The European Central Bank’s Ongoing Power Grab

FRANKFURT AM MAIN, GERMANY - NOVEMBER 03: Mario Draghi, new President of the European Central Bank (ECB), speaks to the media following the first meeting of the ECB Governing Council with Draghi at the helm on November 3, 2011 in Frankfurt am Main, Germany.

Photo by Ralph Orlowski/Getty Images

Mario Draghi is out with a new European Central Bank plan that, on its face, doesn’t make sense.

For the loose money crowd, he’s offering potentially “unlimited” ECB purchases of peripheral government bonds. But on the other hand, he’s promising that these purchases will be “sterilized” (which I don’t believe can actually be done in unlimited quantities). He’s also saying that the bond purchases will be limited to government bonds, which turns it into a kind of subsidy for peripheral governments rather than a general monetary easing. Last but by no means least, there’s no firm target for what the bond purchases are supposed to accomplish and the purchases are stipulated to be “conditional.”

The last point is the most important one. As monetary policy, this doesn’t make sense. But as power politics it makes a ton of sense.

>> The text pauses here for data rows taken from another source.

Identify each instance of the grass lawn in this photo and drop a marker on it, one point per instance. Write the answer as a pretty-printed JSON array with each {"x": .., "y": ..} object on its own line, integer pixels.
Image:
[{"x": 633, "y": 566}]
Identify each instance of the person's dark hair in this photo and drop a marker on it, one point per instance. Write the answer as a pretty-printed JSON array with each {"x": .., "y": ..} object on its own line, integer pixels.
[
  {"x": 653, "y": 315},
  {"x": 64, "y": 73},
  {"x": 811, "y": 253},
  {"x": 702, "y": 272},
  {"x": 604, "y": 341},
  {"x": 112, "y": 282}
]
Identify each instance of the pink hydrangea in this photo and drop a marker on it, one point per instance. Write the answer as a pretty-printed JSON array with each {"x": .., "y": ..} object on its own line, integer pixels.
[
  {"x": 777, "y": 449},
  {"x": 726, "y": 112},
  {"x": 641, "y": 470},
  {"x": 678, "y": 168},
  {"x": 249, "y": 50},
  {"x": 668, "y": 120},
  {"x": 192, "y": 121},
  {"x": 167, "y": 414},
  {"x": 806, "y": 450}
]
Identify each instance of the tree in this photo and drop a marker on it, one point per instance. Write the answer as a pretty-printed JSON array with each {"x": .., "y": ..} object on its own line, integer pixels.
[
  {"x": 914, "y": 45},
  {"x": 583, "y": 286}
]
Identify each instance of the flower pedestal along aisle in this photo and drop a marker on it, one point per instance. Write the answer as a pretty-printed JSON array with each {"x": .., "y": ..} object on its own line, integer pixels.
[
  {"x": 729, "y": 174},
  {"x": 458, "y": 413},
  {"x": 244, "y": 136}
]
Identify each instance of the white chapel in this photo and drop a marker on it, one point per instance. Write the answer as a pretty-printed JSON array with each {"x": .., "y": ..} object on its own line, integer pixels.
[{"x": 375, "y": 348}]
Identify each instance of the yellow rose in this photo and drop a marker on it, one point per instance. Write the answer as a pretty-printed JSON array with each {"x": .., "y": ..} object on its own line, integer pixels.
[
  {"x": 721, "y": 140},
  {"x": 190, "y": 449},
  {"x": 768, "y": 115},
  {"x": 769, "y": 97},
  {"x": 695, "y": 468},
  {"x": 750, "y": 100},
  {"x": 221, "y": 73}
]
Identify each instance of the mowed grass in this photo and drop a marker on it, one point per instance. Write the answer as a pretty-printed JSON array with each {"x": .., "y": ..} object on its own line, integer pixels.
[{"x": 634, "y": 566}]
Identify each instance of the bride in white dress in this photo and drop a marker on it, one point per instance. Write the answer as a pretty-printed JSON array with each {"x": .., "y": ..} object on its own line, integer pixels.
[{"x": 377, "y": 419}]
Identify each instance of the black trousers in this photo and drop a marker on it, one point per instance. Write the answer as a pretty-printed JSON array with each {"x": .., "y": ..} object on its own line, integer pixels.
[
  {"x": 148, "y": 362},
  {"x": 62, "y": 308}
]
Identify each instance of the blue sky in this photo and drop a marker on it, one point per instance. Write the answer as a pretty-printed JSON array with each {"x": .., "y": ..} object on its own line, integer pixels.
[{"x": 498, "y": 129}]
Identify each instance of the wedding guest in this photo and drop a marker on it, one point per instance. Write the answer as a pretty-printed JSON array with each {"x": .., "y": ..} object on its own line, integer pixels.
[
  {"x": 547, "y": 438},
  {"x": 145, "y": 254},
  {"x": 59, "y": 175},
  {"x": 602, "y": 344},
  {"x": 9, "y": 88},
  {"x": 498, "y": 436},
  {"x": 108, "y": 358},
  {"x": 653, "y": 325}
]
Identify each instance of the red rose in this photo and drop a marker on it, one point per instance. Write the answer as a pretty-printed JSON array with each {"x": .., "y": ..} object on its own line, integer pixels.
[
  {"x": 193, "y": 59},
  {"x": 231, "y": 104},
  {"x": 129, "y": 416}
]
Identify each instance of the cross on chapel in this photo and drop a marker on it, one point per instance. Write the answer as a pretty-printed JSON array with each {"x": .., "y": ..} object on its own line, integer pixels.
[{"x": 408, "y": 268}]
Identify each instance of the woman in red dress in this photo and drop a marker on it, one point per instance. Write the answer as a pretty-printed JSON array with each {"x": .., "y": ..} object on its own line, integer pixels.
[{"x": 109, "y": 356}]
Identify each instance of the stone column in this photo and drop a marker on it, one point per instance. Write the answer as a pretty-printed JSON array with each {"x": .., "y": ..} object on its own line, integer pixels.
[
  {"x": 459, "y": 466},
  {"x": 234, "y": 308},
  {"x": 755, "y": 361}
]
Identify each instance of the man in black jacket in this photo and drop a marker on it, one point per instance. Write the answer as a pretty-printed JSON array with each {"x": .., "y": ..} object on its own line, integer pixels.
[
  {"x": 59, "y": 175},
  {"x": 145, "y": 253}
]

What the ECB is doing, in essence, is setting itself up as the shadow government of Italy, Spain, Portugal, and perhaps Ireland. If the governments of those countries do what Draghi wants, Draghi will provide them with generous subsidy. If the governments of those countries don’t do what Draghi wants, he’ll use a monetary laser to destroy their budgets. Fear will keep the peripheral states in line.

As I’ve said many times before, this is an incredibly destructive course for a central banker to steer. The job of a central bank is to provide a stable and appropriate course of aggregate demand. The job of a legislature is to figure the rest out. If Italian politicians want to stick with policies that leave the economy rigid and cause a lot of that demand to turn into inflation rather than real output, that’s their problem. If Portugese politicians disagree with ECB staff economists about what kind of policies are likely to lead to long-term prosperity for Portugal’s citizens, they’re entitled to give it a try. And while it happens to be the case that the ECB is pushing a set of more or less “business-friendly” policies, the course it’s steering is incredibly hostile to the basic interests of any kind of reasonable businessman. In order to make its political threats credible, the ECB has to essentially promise that it won’t be delivering stable monetary conditions. Instead the plan is to let things whipsaw as a means to discipline and punish elected officials.